Just got to the bottom of an issue that I thought I'd share: one particular page on a clients' site was bombing out, saying

Stack Trace: java.lang.StackOverflowError


...with no further debug info about line number, template, or anything useful.

It's a CMS / database driven site, so we downloaded a copy of the live DB to try and replicate the issue locally - no luck, it worked fine.

So straight away, we suspected the code - if it's not the data, it's got to be the code, right? And if it works on local dev boxes, but not live, logically you suspect that the code on live is *shudder* .....not the same as the code on dev....

( Cue lightning flashes, howling wolves, dramatically tense organ music, women fainting with the back of their hand to their forehead, etc etc )

But no - the relevant code was exactly the same on live as in our SVN repository. In fact, neither copy had changed since April *last year*.

So when all else failed, we resorted to the good old-fashioned, tried-and-tested, never-fails method of advanced debugging - *ahem* commenting stuff out until it works, and putting it back in line-by-line until it breaks again, at which point, you should have identified the offending line of code.

We narrowed it down to one particular dsp_ file in the offending fuseaction, but there was still bizarreness aplenty - if I cut out a cfloop around a query, it still died, but if I cut out the surrounding pure html <table> and </table> tags, it worked.

Now how weird is that?

To cut a long story short, after much to-ing and fro-ing and "**** me, that's weird"-ing with three of us round the screen, I eventually realised that it wasn't anything in the dsp_ file at all, the problem was actually due to a Regular Expression we use in the lay_default.cfm layout file, for post-processing of content.

It's a site that uses slash-separated parameter lists for Search-Engine-Safe URLs, but it does this by post-filtering the rendered HTML in fusebox.layout with some reg-ex, looking for href="..." and replacing it.

While it's at it, it also takes the opportunity to strip out any unnecessary whitespace from between tags, like this :


sString = REReplaceNoCase(arguments.sString, ">([[:space:]]){1,}<", "> <", "ALL");


Now, hands up who sees the problem with that?
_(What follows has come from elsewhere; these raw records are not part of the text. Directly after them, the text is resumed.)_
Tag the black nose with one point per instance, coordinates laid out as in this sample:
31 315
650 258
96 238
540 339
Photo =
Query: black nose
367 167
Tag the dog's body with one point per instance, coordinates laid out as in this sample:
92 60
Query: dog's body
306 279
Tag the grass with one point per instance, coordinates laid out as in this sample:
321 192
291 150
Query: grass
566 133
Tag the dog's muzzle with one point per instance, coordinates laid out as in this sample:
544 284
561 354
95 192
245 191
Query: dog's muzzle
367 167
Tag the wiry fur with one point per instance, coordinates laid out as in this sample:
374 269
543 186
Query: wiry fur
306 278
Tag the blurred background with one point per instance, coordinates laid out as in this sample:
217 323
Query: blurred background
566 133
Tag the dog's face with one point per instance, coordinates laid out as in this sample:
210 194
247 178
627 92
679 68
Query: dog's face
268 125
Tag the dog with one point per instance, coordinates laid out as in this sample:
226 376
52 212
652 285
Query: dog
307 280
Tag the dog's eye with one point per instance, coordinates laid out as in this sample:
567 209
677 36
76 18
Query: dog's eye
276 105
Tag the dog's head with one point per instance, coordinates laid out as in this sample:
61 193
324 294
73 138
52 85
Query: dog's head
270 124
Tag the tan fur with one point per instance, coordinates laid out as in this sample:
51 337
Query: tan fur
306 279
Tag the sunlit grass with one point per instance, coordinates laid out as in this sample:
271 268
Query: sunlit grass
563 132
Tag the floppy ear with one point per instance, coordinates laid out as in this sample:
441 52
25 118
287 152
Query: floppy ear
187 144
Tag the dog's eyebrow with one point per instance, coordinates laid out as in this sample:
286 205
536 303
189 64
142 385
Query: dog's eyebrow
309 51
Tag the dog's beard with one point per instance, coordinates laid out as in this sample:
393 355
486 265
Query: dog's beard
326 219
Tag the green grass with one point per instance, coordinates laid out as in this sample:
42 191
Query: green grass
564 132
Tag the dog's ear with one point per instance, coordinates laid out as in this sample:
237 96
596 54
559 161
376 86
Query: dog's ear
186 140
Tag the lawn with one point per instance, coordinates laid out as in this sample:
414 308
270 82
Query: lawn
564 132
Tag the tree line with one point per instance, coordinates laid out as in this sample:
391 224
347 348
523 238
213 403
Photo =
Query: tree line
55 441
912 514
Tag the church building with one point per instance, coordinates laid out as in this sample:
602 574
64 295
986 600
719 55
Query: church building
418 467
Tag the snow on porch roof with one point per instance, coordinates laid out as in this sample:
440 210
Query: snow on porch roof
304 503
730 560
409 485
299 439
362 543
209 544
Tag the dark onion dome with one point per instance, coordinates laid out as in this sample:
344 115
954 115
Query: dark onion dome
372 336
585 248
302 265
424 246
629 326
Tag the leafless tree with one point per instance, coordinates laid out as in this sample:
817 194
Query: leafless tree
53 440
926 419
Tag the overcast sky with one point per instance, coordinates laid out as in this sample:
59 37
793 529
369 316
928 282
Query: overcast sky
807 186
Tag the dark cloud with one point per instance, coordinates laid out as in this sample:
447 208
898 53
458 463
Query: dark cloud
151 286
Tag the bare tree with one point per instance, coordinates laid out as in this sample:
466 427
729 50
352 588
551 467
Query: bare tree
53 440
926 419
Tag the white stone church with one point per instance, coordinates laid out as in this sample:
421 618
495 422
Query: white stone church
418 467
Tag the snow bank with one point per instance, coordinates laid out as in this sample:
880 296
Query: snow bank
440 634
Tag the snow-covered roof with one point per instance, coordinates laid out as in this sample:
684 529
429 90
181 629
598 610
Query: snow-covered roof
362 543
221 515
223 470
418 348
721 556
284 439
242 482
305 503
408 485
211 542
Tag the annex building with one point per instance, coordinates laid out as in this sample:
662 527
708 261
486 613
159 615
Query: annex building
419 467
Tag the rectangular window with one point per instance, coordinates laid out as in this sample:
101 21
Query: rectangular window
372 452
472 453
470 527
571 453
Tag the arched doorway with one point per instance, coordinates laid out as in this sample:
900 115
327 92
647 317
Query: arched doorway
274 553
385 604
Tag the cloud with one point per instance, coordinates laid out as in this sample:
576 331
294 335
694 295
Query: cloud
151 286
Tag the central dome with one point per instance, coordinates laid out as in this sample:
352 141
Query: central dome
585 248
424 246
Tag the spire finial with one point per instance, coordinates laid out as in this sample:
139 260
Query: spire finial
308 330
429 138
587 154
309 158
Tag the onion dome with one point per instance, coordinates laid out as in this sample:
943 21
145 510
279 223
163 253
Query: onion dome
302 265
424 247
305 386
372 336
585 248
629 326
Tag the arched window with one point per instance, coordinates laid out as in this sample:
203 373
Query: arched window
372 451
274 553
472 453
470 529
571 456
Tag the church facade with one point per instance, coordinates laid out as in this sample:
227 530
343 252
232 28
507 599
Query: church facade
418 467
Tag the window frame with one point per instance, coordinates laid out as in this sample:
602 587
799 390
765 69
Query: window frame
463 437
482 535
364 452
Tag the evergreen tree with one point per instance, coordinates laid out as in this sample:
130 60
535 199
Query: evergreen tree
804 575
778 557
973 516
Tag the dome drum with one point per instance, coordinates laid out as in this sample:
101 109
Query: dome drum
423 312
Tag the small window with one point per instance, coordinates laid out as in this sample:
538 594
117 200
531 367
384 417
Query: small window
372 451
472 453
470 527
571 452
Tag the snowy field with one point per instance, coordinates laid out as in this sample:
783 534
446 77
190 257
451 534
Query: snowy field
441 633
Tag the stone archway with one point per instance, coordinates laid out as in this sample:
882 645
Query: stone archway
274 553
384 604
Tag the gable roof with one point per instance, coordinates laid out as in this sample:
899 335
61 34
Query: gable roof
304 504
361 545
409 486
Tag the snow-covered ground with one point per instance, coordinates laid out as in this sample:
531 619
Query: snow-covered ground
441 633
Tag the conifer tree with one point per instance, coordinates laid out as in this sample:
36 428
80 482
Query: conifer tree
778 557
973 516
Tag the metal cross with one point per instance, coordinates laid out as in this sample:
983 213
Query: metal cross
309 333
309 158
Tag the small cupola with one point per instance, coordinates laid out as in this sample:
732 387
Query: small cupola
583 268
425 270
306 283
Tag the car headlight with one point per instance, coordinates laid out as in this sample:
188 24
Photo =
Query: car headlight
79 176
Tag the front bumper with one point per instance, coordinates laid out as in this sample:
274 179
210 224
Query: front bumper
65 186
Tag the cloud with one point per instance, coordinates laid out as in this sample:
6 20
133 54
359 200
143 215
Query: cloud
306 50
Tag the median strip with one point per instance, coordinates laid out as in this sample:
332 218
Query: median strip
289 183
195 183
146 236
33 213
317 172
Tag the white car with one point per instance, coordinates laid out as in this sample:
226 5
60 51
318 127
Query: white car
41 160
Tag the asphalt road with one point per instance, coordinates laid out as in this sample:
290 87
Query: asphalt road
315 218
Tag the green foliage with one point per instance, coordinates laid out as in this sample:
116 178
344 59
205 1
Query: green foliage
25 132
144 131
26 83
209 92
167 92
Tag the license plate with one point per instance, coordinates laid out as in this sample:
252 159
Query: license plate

Took me a couple of looks...

The problem is with the placing of the brackets. Let's parse that reg-ex into english:

">([[:space:]]){1,}<" == look for a closing tag followed by at least one whitespace character, and capture it.

Capture what?

This was actually creating one separate back-reference for EACH whitespace character. So if you have 1000 whitespace characters, it creates 1000 backreferences. Evidently someone must have put just enough whitespace into that particular content that on a busy server, the stack was just pushed over the edge.

What it should have done, of course, is put the {1,} (which means "at least once") inside the capturing bracket, like this:


">([[:space:]]{1,})<"


...thus creating one backreference for the whole string of whitespace. In fact, as the replace-with string was just a hard-coded single-space character ( "> <" ) there was no need for the backreference to be captured at all.

So are Regular Expressions evil? No, but they are extremely powerful, and as anyone who has seen Spiderman will know, "with great power comes great responsibility". They can also be a real pain to debug :)

3 comments:

Rob Wilkerson said...

Since you're not using the capture, why capture it at all?

">(?:[[:space:]]{1,})<"

Or even

">\s+<"

Either of those should provide the same result (untested, of course) without any capturing...

Alistair Davidson said...

rob : zactly! See second-to-last paragraph.

Anonymous said...

I know this is a couple years old, but thanks for leaving this up. I have a completely different regex expression, but the concept is similar. This should fix it. Thanks!